William Hampton

Senior Partner, Secrest Wardle
Commercial Litigation Family Law Municipal Law Real-Estate Law
Commercial Litigation, Family Law, Municipal Law, Real-Estate Law. Photograph by Rachel Holland

Looking back over a remarkable, multifaceted legal career spanning 44 years, William Hampton could’ve easily rested on his public-sector laurels. At 26, he was elected to the Michigan House of Representatives; at 28, he was House majority leader; and by 32, the Pontiac-raised attorney was beginning a six-year term as an Oakland County Circuit Court Judge.

But his private-sector work offers more visible evidence of his success. “One of the things I’m proudest of is the way the communities I have represented have evolved,” says Hampton, 70, a senior partner at Secrest Wardle in Farmington Hills. “If you look at Bloomfield Hills and Bloomfield Township, you’ll see premier residential communities and how Woodward Avenue has been kept pristine. It takes work, and it’s because we aggressively defended those communities in litigation when [some] developers came in and wanted to do something inconsistent with the residential point of view.”

Farther north, in 1983, sleepy little Pontiac Township benefited greatly from Hampton’s counsel. Through his legal expertise and work on tax incentives and abatement plans, he helped the area transform itself into the city of Auburn Hills, a success story if ever there was one.

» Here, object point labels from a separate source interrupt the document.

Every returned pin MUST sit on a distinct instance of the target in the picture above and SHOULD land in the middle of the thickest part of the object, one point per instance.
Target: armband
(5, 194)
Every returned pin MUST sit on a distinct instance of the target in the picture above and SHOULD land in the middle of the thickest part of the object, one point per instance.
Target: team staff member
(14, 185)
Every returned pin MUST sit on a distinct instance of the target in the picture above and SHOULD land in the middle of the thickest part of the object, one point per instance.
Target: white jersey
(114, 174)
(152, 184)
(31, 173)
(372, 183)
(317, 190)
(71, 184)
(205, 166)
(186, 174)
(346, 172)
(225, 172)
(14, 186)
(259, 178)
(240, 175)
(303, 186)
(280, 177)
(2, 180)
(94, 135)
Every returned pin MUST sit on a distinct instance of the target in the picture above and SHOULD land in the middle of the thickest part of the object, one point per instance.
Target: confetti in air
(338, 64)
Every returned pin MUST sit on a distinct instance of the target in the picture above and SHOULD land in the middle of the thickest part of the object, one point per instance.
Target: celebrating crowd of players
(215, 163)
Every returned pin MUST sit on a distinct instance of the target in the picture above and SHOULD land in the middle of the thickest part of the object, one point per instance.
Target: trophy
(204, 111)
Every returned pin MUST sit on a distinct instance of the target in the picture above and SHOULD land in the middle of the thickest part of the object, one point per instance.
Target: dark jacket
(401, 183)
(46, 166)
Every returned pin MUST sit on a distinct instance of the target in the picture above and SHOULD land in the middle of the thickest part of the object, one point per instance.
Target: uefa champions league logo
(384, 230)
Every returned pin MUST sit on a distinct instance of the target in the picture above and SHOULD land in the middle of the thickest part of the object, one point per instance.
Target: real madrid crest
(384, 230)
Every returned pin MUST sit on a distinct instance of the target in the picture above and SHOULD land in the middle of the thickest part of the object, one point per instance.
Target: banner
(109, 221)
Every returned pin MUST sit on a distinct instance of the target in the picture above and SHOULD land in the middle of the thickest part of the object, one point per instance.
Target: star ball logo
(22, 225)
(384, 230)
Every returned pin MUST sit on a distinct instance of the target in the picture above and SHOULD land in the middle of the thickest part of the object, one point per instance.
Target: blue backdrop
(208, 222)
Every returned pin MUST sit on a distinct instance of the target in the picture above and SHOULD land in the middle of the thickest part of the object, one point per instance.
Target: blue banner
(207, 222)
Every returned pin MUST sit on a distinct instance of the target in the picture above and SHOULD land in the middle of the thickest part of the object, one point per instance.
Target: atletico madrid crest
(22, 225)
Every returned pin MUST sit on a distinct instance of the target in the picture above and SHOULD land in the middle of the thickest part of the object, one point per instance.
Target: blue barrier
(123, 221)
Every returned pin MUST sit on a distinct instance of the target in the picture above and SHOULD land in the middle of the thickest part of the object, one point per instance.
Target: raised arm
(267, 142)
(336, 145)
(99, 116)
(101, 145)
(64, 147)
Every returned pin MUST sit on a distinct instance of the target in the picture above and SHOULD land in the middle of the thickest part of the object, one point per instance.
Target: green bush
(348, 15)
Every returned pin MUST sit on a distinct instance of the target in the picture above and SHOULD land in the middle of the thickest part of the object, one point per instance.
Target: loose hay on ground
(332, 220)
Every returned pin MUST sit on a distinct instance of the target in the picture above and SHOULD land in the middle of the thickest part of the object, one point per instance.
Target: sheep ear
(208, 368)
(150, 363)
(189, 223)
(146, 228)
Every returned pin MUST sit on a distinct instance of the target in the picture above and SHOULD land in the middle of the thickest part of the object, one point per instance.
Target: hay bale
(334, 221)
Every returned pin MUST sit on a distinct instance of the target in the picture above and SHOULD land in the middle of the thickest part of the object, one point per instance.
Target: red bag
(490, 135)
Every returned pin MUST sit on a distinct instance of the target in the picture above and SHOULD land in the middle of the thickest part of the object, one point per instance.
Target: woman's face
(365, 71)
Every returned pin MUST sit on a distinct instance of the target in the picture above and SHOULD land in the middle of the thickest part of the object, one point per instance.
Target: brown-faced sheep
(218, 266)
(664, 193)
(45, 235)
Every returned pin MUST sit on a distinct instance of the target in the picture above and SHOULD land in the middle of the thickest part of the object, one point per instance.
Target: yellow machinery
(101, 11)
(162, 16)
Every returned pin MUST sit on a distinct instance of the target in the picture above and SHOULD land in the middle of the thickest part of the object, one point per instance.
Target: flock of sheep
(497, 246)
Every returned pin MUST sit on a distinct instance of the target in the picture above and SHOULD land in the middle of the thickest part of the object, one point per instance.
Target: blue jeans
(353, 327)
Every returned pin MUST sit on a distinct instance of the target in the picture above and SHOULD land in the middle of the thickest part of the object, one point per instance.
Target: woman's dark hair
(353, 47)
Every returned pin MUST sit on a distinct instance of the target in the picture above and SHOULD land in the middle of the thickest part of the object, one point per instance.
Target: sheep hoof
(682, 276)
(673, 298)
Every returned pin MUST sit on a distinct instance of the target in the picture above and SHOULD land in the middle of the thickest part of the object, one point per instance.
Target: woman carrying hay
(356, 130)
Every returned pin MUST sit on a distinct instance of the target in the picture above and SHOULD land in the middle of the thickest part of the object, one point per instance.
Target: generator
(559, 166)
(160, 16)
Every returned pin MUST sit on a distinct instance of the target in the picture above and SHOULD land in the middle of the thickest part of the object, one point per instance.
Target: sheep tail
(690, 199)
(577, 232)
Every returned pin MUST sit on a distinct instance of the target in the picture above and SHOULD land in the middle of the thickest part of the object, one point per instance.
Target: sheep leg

Although Hampton’s work includes real estate, business litigation, and divorce matters, his expertise and reputation as a litigator and jurist draws interest, as well. When there’s a complex case in a circuit or federal court, judges will often ask Hampton to act as an arbitrator.

He’s also been appointed to various posts within state government, as well as the Michigan State Bar Association. Recently, he completed a six-year term on the Attorney Discipline Board, which included a two-year stint as chairman. And last year, he received the prestigious Michael J. Franck Award from the state bar for his contributions to the profession.

Currently, Hampton is monitoring a bill in Lansing that would take away the authority of local communities to regulate anemometers (devices that measure wind velocity) as part of an alternative-energy initiative. Recently he prepared an ordinance for Bloomfield Township that regulates the location of anemometers. “I’ve always taken the position that municipalities should vigorously defend their ordinances and be proactive,” he says.